Fly-on-the-wall documentaries typically only benefit the fly. This is a truth probably now held to be self evident at Rotherham foundation trust. But, if one of the things to take away from the BBC programme Can Gerry Robinson Fix the NHS? was that ideally there would be more local initiative across the NHS, what might that look like?

Apropos of nothing, here are five unrelated ideas on topical issues. They go with the grain of the current reforms but could help supercharge them. There are lots more where these came from: because if localism means anything it has to mean an energy and appetite for trying ideas like this, in one or more innovative health economies, without having to wait for instruction from Whitehall. So here goes.

First, at a time when there is lots of fuss about closing maternity units, why not let women themselves decide? Turn the tariff payment into a voucher and then let the choices that pregnant women make determine whether smaller units, midwife-led home births, or larger general hospital-based obstetric units prosper.

As a health authority commissioning director a decade ago, I still remember how our plan to close an underused community maternity unit provoked large numbers of local mothers into delivering their babies there. Hey presto - it was no longer unviable or uneconomic!

My point is this. The current debate on maternity services illustrates the missing connection between the reform programme on the one hand and how change is actually being managed in the NHS on the other. The maternity reconfiguration agenda seems almost entirely insulated from the (non-existent?) programme to implement the government's manifesto commitment that 'by 2009, all women will have choice over where and how they have their baby and what pain relief to use'.

Second, at a time when there is concern about the viability of smaller district general hospitals, rather than merging them with their neighbours - and in so doing creating even larger and less responsive monopolies - why not encourage the formation of (competing) chains of such hospitals spread across different localities?

This has been tried in several other countries and can work quite well, as the new meta-organisation forms distinctive competencies in reducing fixed costs and managing to tight margins across its constituent hospitals.

Over time, the right to run district general hospitals teetering on the edge of viability could then be tendered out to these competing networks - a situation likely to encourage greater transparency and innovation than the behind-the-bikesheds sweetheart deal recently negotiated between Heart of England and Good Hope Hospital trusts in the West Midlands.

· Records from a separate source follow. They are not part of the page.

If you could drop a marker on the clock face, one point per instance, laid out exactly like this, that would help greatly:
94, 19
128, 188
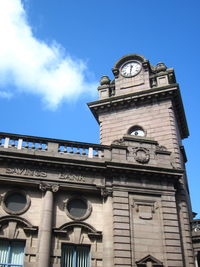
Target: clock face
131, 69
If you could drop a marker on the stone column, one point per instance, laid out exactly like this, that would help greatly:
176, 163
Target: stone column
45, 228
107, 229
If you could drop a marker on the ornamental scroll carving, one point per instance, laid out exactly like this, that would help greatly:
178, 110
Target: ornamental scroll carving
140, 154
52, 187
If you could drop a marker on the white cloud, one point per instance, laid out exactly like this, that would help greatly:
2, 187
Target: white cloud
33, 66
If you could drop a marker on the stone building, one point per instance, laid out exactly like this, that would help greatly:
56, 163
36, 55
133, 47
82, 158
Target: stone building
124, 202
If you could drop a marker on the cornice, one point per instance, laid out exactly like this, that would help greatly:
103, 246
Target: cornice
139, 98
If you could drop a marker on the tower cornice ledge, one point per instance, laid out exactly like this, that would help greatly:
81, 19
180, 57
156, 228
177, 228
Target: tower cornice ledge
171, 91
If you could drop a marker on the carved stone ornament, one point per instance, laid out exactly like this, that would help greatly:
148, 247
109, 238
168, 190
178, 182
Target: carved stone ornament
52, 187
161, 148
118, 142
141, 155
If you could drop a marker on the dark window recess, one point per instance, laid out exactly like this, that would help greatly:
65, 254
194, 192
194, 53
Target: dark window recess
77, 207
15, 202
75, 256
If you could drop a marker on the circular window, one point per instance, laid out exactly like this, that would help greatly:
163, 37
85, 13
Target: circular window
136, 131
16, 202
78, 208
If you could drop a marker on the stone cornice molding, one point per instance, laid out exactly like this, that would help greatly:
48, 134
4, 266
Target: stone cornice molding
159, 93
49, 187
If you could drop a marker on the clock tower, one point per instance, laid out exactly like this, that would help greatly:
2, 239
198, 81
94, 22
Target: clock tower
139, 108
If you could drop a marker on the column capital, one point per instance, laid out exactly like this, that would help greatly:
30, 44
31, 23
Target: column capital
49, 187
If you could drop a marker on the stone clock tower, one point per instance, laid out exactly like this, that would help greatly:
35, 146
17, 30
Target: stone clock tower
141, 108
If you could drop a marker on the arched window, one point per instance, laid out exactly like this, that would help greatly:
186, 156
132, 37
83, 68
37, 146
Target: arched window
136, 131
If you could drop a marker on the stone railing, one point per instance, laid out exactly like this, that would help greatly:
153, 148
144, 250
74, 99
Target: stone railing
62, 147
196, 226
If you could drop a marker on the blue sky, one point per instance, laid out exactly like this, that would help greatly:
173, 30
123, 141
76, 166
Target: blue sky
82, 40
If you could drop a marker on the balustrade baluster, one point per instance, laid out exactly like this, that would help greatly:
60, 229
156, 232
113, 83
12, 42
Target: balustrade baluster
32, 146
12, 143
83, 151
65, 149
26, 145
71, 150
40, 146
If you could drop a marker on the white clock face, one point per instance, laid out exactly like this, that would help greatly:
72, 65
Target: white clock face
131, 69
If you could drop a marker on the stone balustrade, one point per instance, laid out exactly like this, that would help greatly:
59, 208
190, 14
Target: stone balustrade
22, 142
196, 226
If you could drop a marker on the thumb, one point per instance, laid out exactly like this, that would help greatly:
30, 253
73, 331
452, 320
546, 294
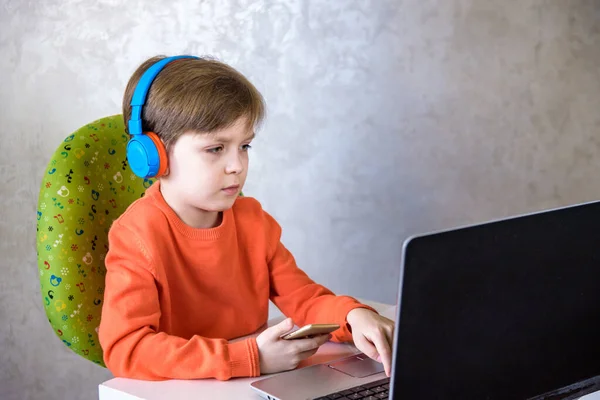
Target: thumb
283, 327
366, 347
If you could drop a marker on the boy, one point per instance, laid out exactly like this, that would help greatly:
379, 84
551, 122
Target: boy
192, 265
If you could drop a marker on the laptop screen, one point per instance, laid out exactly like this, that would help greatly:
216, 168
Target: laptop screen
503, 310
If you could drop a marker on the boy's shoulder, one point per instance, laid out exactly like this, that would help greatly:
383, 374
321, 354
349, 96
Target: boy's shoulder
140, 214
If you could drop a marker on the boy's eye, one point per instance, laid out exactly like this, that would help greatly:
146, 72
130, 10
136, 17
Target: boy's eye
215, 150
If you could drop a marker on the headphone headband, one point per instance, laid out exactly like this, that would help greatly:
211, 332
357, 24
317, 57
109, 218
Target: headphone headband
141, 92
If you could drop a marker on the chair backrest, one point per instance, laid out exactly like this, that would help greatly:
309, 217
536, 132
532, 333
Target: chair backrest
87, 185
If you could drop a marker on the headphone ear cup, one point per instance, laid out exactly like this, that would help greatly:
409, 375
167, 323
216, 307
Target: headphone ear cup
162, 153
147, 155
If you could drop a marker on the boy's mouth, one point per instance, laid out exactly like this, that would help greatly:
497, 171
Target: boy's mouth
231, 190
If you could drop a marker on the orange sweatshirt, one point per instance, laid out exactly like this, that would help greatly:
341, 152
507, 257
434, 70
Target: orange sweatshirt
176, 295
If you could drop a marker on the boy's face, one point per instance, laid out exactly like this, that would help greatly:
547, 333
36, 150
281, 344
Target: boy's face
207, 171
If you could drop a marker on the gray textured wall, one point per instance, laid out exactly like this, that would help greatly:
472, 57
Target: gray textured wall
386, 118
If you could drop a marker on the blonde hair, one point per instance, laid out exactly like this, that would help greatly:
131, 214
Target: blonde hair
201, 95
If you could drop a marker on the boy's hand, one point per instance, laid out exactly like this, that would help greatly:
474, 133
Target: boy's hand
373, 335
276, 354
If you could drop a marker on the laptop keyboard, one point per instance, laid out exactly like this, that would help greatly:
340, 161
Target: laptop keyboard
370, 391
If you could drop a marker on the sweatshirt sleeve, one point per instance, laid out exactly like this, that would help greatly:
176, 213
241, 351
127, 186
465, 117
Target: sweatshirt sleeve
132, 344
298, 296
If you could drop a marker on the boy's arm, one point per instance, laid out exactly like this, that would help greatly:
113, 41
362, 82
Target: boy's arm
300, 297
129, 335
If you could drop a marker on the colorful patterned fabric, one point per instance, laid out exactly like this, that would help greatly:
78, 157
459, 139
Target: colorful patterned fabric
87, 185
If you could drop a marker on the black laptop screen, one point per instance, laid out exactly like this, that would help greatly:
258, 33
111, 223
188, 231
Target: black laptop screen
504, 310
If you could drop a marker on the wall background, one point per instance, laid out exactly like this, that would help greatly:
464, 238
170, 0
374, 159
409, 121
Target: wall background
386, 118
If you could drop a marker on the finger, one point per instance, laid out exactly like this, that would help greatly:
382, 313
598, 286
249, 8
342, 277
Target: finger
383, 348
366, 347
312, 343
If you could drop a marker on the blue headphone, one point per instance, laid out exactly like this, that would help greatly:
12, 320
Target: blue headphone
146, 153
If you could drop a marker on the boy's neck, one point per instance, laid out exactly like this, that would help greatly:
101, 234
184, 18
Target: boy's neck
189, 215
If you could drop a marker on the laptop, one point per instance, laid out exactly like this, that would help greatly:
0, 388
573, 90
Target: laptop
508, 309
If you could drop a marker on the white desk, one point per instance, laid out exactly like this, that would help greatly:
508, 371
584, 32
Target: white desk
237, 388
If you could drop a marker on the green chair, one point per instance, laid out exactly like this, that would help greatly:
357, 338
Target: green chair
86, 186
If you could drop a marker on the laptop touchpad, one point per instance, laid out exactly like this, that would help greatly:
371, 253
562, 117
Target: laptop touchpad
358, 366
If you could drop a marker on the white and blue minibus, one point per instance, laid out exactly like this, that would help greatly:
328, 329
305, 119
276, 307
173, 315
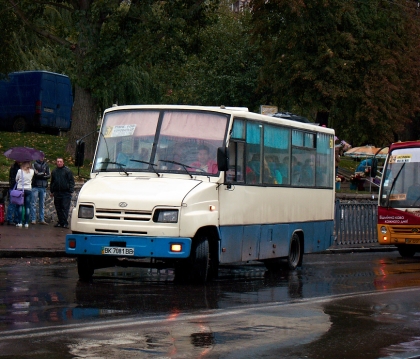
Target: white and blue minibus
194, 187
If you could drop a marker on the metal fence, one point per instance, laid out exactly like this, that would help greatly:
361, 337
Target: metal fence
355, 222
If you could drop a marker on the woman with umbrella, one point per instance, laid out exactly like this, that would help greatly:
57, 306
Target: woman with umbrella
24, 181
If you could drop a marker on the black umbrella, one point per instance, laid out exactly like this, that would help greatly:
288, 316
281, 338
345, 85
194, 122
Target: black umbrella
24, 154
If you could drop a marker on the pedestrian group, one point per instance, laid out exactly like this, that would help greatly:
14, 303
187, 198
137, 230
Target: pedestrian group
33, 180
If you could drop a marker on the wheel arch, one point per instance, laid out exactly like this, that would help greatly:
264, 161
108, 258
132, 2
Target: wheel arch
212, 234
301, 235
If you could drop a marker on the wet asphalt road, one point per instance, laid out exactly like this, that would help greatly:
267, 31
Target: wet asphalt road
355, 305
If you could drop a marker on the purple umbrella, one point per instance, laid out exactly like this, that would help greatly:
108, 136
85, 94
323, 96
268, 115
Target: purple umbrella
23, 154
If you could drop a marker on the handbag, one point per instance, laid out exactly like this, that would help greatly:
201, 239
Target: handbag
17, 196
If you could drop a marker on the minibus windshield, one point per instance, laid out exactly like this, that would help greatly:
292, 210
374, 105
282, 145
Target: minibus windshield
178, 141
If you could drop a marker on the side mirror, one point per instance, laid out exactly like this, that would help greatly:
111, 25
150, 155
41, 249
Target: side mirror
374, 167
80, 153
222, 159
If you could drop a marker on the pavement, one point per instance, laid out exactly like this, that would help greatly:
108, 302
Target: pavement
47, 241
36, 241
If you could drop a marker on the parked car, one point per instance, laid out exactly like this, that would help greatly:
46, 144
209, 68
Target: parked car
36, 100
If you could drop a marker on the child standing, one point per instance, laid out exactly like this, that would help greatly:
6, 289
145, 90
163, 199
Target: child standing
24, 181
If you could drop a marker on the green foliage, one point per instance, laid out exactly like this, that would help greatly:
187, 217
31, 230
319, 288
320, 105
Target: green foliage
353, 59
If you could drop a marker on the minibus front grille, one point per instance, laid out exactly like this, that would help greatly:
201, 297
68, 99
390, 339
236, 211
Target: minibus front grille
119, 215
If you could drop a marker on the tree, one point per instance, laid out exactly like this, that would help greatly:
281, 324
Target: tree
353, 60
225, 71
110, 45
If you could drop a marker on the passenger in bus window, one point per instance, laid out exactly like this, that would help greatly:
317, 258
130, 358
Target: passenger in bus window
413, 193
307, 175
296, 171
204, 162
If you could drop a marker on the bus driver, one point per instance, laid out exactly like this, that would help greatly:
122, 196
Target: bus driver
204, 162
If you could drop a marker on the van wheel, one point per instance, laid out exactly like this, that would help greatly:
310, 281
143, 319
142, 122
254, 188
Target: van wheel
196, 268
19, 125
85, 268
406, 252
201, 261
295, 256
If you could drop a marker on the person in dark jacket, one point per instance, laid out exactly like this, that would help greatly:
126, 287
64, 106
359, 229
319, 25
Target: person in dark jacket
12, 216
61, 188
39, 188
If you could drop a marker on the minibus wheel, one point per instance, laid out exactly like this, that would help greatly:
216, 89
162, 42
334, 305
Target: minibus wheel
196, 268
200, 267
294, 258
406, 251
85, 268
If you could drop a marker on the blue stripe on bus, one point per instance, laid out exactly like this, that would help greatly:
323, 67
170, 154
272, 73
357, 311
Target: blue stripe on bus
262, 241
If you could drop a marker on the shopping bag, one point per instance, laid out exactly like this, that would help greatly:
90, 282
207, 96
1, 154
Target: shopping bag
17, 196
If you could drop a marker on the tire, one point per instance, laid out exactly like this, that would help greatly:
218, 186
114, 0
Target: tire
196, 268
294, 259
201, 261
19, 125
406, 251
85, 268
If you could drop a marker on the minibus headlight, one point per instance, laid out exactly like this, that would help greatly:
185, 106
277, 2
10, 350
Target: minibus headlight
166, 216
85, 212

Third, at a time when there are worries that commissioners may not yet be sufficiently strong to counteract the demand-inducing activities of hospitals, why not grant GPs and primary care trusts the right - but not the duty - to step in and run (or tender out the running) of any hospital's accident and emergency department where admissions are increasing by more than a certain amount a year? Of course PCTs should be seeking to prevent patients getting into hospital in the first place. But let's not deny the ability that hospitals themselves have to alter admissions thresholds in ways that are hard for their commissioners to tackle prospectively.

Furthermore, at a time when there are concerns that the out-of-hours system is working less than optimally, why not start sharing risk with out-of-hours providers and ambulance trusts for the A&E and emergency admissions used by their patients? (After all, 'out of hours' is around 118 out of 168 hours each week - so should really be renamed 'majority hours'). In this way they too would be incentivised to look for better ways of supporting patients in non-hospital settings. And while we're on the subject, the same approach could be tried with nursing homes too - an approach which has been well tested in
the US.

Fourth, at a time when there is lots of fuss over inflationary pay deals, and the unions are submitting evidence to the review bodies, why not require that any pay offer from NHS Employers has to be ratified by a secret ballot of NHS chief executives whose organisations are affected by it? Why should it only be the unions that can use the threat of non-ratification of a deal by their members as a sword of Damocles hanging over pay negotiations?

And fifth, at a time when there is lots of talk about a more muscular approach to public health, what about experimenting with new ways of incentivising and supporting lifestyle change? How about PCTs working with local authorities to offer council tax discounts for taxpayers in lower bands in return for being a non-smoker, or participating in a smoking cessation programmes, or attending parent/child health clinics?

If we tried this creative way of engaging people, we would be learning from experiments such as the one in West Virginia, which has some of the highest rates of diabetes, heart disease, obesity and smoking in the US. There 160,000 people - many of whom are parents of children enrolled in the Medicaid programme - can sign a 'personal responsibility contract', in return for which they get credits that can be used to purchase extra benefits.

Now maybe that's a daft idea - maybe they all are. But that's not my point. The point is it's surely time to start thinking outside the box on these and all the other issues we're currently grappling with. Only when the NHS does that - and is seen to be doing that - will the debate on local initiative versus Whitehall control be decisively answered in the NHS's favour.

Simon Stevens is chair of UnitedHealth Europe and visiting professor at the LSE.